A medida que cumplo años, siento cada vez mayor atracción por estos cuadros en
apariencia humildes, realizados con frecuencia por artesanos pacientes que
desplegaban su pericia y su dominio de la técnica sin alardes ni grandes
ambiciones. Me gusta contemplarlos largamente, perderme en la ilusión de que se
me va a conceder el don de romper la frontera del lienzo para entrar a pasear
por los bosques y caminos que se me ofrecen, invitadores y sugerentes. Este
cuadro de van Alsloot carece de un motivo central y eso contribuye a que mi
mirada pueda vagar con libertad por los detalles que lo componen: el castillo
en lontananza, la bandada de pájaros, los estanques helados, la cruz al borde
del sendero y los personajes a caballo y a pie que se intrincan en la espesura.
Es una contemplación apacible la que me ofrece esta escena en la que triunfan
los colores indeterminados, la gama del blanco, el gris y el azul, en un
conjunto suave y velado en el que el autor ha conseguido encerrar a la
perfección la luz del invierno.
Los libros son con
frecuencia una fuente de conocimiento de obras de arte. Esta imagen misteriosa
y elegante ocupa la cubierta del libro de relatos de Eloy Tizón Velocidad de los jardines en su edición
de Anagrama, y fue una de las razones que me atrajo a una lectura que resultó,
por otra parte, todo un descubrimiento para mí. Es obra del artista británico
contemporáneo John Murphy y responde al sugerente título de Un indefinible olor a flores cortadas para
siempre. La impresión que causa el cuadro está a la altura de su
denominación: estas flores separadas no solo de la planta que las sustenta,
sino también de cualquier referencia concreta de carácter espacial, parecen más
una idea que unos seres materiales; situadas en un ámbito abstracto, encarnan
la belleza en su esplendor que dura apenas un instante antes de caer en la
decadencia, representada por la flor desgajada que se precipita al vacío. Me ha
parecido una forma hermosa y sutil de festejar este olor a primavera que se
abre paso ya entre los últimos coletazos del invierno. Maravillas del arte:
esta primavera pasará, pero las flores de John Murphy seguirán para siempre
suspendidas en la nada, hermosas en su perdurable fragilidad.

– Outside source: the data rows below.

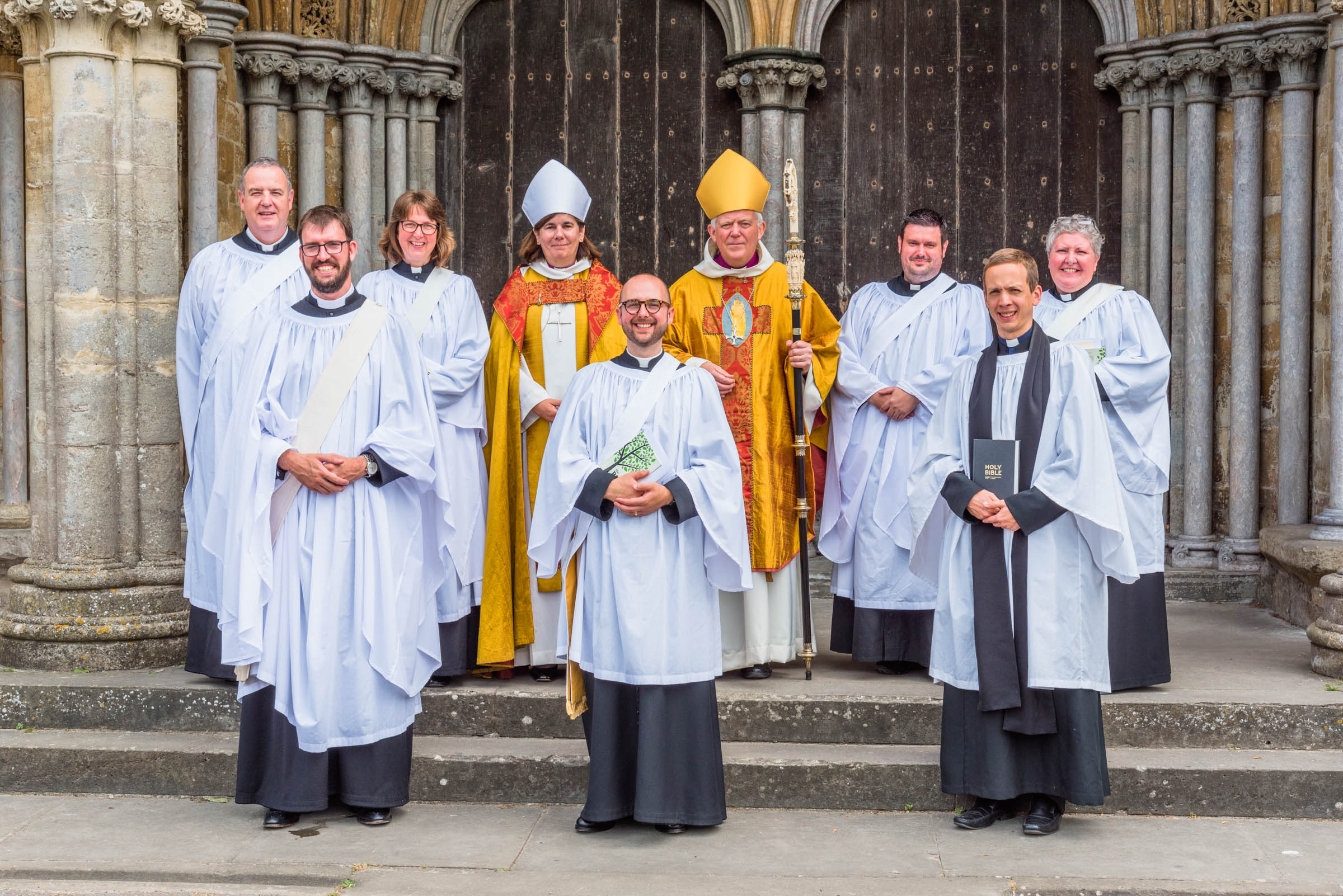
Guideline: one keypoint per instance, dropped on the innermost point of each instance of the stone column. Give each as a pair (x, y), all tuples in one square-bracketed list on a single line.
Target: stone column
[(319, 61), (382, 86), (266, 58), (1122, 74), (1180, 156), (356, 109), (438, 83), (1326, 632), (14, 325), (203, 121), (774, 89), (1199, 65), (398, 119), (417, 90), (1239, 551), (1293, 50), (1328, 524), (102, 585), (1162, 110)]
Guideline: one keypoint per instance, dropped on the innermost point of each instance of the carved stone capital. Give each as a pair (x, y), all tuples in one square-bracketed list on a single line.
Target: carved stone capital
[(1246, 69), (266, 63), (1153, 74), (1295, 56), (773, 82), (1199, 70), (1125, 78), (132, 14)]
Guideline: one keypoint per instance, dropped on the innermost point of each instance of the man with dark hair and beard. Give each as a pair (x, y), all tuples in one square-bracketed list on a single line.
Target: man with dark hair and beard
[(328, 533), (641, 480)]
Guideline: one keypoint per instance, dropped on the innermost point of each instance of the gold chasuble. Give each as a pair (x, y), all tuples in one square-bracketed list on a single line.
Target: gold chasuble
[(516, 336), (742, 325)]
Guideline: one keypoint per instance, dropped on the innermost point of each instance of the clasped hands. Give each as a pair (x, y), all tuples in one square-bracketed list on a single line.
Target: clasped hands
[(990, 509), (800, 357), (323, 474), (636, 498), (895, 403)]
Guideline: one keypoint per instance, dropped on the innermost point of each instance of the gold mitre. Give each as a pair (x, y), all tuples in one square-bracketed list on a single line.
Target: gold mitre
[(732, 184)]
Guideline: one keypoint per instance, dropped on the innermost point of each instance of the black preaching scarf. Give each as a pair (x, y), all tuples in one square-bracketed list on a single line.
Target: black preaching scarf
[(1002, 658)]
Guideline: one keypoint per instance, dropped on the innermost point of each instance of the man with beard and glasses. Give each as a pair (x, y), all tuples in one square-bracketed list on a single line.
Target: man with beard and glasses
[(232, 287), (328, 533), (641, 482), (1018, 518), (899, 342)]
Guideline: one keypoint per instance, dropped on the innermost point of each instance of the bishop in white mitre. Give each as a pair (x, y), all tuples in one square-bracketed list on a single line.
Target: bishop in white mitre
[(232, 287), (1133, 371), (555, 315), (642, 484), (331, 561), (899, 342), (1018, 520), (445, 312)]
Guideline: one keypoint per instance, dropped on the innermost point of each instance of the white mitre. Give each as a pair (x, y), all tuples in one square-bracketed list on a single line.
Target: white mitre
[(555, 190)]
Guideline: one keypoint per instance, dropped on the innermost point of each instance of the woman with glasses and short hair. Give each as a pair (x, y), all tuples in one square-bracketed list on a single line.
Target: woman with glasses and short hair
[(445, 312), (555, 315)]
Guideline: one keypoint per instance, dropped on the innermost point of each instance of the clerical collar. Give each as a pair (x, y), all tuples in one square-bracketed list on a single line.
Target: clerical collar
[(249, 242), (900, 286), (1075, 294), (1015, 346), (626, 360), (314, 308), (550, 273), (418, 274)]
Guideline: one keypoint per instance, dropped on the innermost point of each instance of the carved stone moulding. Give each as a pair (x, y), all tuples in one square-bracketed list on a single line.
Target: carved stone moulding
[(773, 77), (132, 14)]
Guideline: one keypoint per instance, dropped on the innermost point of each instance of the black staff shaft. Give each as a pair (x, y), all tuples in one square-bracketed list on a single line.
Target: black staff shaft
[(800, 443)]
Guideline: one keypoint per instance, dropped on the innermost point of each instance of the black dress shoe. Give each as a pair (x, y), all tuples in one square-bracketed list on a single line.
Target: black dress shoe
[(373, 817), (898, 667), (280, 819), (985, 813), (1043, 819)]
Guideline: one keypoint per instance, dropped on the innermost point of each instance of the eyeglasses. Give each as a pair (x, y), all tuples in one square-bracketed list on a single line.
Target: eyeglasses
[(313, 250), (653, 306)]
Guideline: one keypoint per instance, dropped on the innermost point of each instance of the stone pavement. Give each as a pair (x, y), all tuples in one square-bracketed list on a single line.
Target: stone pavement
[(93, 844)]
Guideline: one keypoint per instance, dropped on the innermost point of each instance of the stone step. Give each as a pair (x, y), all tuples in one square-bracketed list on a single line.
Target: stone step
[(123, 702), (172, 701), (1295, 784)]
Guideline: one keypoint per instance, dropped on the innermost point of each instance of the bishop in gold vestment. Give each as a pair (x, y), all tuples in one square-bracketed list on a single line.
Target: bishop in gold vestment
[(732, 314), (556, 314)]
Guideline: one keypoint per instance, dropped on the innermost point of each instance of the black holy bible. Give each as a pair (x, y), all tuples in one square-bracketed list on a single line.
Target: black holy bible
[(995, 464)]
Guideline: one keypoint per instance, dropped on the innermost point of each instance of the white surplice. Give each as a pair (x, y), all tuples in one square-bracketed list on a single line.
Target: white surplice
[(339, 615), (865, 527), (456, 344), (648, 593), (214, 278), (1135, 373), (1069, 557)]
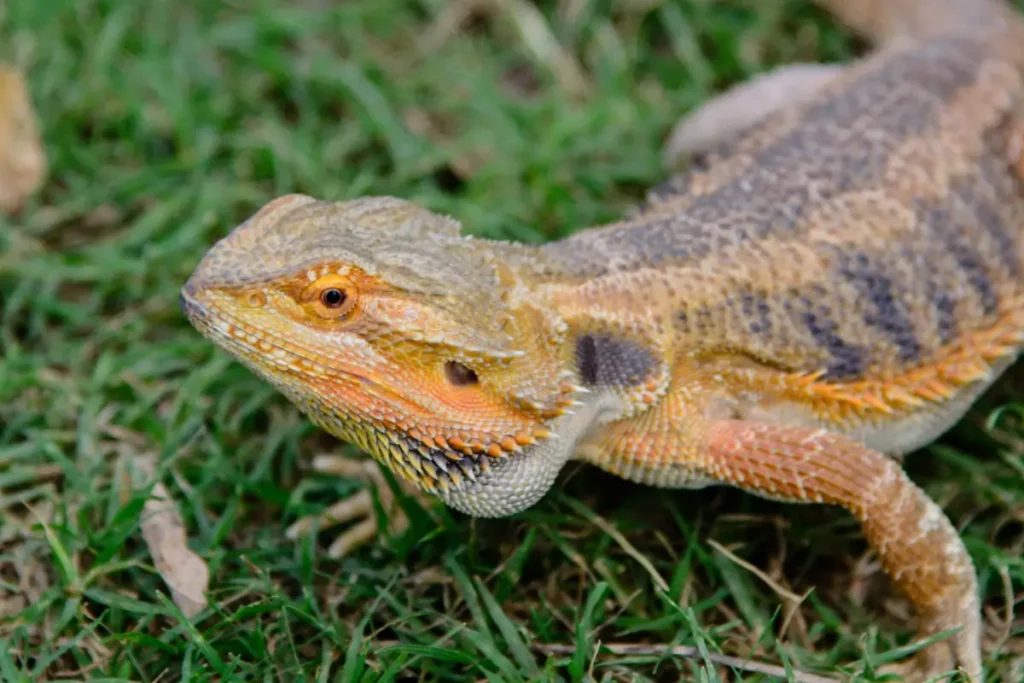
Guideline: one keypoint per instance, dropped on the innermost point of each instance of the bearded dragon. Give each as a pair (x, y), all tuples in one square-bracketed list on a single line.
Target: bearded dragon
[(833, 286)]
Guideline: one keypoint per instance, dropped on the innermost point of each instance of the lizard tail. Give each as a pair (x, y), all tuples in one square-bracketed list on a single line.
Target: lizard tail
[(884, 20)]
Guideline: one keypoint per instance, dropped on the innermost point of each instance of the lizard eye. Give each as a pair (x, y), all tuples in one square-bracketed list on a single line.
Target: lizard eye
[(331, 297), (460, 375)]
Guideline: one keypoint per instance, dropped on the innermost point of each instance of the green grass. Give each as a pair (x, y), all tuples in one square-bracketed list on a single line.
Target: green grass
[(167, 123)]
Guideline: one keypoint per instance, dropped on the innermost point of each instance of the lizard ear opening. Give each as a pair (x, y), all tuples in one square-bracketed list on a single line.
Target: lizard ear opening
[(460, 375)]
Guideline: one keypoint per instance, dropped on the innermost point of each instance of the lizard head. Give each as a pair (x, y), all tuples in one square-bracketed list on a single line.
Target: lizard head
[(390, 330)]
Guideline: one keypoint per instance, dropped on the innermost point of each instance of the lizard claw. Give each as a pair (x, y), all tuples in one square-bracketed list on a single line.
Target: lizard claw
[(359, 507)]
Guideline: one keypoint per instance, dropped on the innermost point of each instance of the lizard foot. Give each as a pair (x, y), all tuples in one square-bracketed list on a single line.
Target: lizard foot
[(359, 506)]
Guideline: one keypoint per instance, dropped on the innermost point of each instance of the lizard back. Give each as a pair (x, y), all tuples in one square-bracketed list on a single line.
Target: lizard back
[(872, 230)]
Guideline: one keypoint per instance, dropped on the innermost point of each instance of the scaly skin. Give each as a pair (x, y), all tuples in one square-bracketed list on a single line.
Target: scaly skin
[(837, 283)]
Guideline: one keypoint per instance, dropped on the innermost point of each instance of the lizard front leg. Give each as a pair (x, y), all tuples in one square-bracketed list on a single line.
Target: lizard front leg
[(919, 548)]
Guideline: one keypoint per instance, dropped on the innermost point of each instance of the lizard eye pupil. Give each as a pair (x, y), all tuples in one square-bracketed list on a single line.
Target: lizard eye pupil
[(333, 297), (460, 375)]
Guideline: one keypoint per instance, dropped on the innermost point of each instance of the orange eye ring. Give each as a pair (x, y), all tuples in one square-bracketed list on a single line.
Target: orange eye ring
[(331, 297)]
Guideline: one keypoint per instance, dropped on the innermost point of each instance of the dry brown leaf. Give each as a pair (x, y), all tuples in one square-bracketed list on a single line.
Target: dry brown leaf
[(742, 105), (183, 570), (23, 161)]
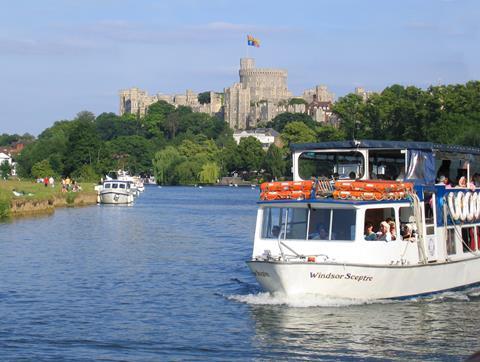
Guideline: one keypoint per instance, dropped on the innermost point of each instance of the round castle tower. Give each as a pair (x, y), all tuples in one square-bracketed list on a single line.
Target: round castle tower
[(264, 83)]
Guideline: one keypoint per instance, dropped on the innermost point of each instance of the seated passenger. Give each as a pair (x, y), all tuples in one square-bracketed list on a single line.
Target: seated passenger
[(384, 233), (407, 233), (369, 234)]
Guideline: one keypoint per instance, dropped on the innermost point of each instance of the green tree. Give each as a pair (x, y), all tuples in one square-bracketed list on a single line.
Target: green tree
[(5, 169), (42, 169), (209, 173), (250, 153), (164, 163), (83, 146)]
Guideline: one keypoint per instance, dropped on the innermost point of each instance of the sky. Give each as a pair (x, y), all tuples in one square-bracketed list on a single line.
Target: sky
[(61, 57)]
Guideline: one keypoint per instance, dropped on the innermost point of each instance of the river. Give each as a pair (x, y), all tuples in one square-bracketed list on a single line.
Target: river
[(166, 279)]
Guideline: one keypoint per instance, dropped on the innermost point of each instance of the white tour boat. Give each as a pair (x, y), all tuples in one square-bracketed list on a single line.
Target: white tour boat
[(116, 192), (311, 233)]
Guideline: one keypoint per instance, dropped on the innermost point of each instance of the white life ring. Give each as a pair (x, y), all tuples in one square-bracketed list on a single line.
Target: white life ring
[(452, 205), (477, 210), (464, 205), (474, 205), (468, 210)]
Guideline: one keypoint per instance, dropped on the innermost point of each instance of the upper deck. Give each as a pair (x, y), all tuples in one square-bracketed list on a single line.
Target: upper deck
[(421, 163)]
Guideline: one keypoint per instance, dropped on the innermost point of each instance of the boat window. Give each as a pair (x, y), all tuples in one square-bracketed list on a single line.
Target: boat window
[(407, 220), (273, 222), (451, 249), (297, 223), (468, 237), (429, 201), (386, 164), (376, 216), (343, 225), (342, 165)]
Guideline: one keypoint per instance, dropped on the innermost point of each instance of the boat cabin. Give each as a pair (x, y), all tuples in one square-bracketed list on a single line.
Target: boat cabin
[(378, 202)]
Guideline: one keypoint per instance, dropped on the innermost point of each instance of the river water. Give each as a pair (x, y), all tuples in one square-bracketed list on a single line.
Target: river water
[(166, 279)]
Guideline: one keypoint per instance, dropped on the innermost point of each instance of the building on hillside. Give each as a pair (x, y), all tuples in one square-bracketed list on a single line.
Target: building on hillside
[(266, 136), (136, 101), (363, 93), (256, 97)]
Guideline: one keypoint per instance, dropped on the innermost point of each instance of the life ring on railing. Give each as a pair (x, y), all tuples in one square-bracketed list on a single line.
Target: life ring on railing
[(472, 207), (477, 209), (463, 204), (454, 204), (466, 214)]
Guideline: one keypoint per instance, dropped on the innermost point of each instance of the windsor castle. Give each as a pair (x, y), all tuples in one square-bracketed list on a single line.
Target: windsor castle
[(260, 95)]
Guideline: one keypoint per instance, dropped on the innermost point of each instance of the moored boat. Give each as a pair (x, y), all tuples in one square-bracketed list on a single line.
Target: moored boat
[(311, 233), (116, 192)]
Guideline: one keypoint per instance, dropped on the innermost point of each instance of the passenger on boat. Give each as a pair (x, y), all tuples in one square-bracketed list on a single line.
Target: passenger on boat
[(275, 231), (407, 233), (369, 234), (384, 233), (443, 180), (393, 230), (462, 183)]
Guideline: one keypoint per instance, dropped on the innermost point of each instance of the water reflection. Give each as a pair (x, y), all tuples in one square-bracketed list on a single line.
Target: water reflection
[(393, 330)]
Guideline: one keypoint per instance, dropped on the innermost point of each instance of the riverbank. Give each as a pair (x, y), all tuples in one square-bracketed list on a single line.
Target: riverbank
[(23, 198)]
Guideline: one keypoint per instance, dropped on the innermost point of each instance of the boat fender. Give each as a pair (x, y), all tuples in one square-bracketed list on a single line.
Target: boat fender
[(452, 205), (464, 205)]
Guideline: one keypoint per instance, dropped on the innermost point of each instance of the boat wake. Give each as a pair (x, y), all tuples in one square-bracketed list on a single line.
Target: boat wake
[(313, 300), (301, 301)]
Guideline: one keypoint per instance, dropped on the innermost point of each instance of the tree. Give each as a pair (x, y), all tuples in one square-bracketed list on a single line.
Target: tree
[(298, 132), (164, 164), (274, 163), (251, 154), (83, 146), (42, 169), (5, 169)]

En Dama con un libro están presentes dos rasgos que me encantan de su
autora, la pintora inglesa Vanessa Bell (1879-1961). En primer lugar, la
actitud de recogimiento y abstracción de la modelo, acompañada ―como sucede con
frecuencia en los cuadros de esta artista― por un libro, aunque no sea en este
caso el centro de su atención. Por otro lado, la importancia alcanzada por los
vestidos y los fondos, cuyos diseños pasan a un primer plano y roban casi el
protagonismo al elemento humano del retrato. Con frecuencia los personajes de
Vanessa Bell llevan alguna prenda cuyo estampado, ya sea de motivos florales o
geométricos, posee una curiosa animación y un carácter personal: sucede aquí
con el chal azul y blanco que envuelve el cuello de la modelo, casi la única
nota de color en su austera vestimenta. Y qué decir de ese estampado floral de
la pared, exuberante y colorido, una explosión vegetal que parece haberse
escapado del jarrón de la izquierda, o tal vez de la imaginación de la dama
abstraída en unos pensamientos cuyo carácter desconocemos.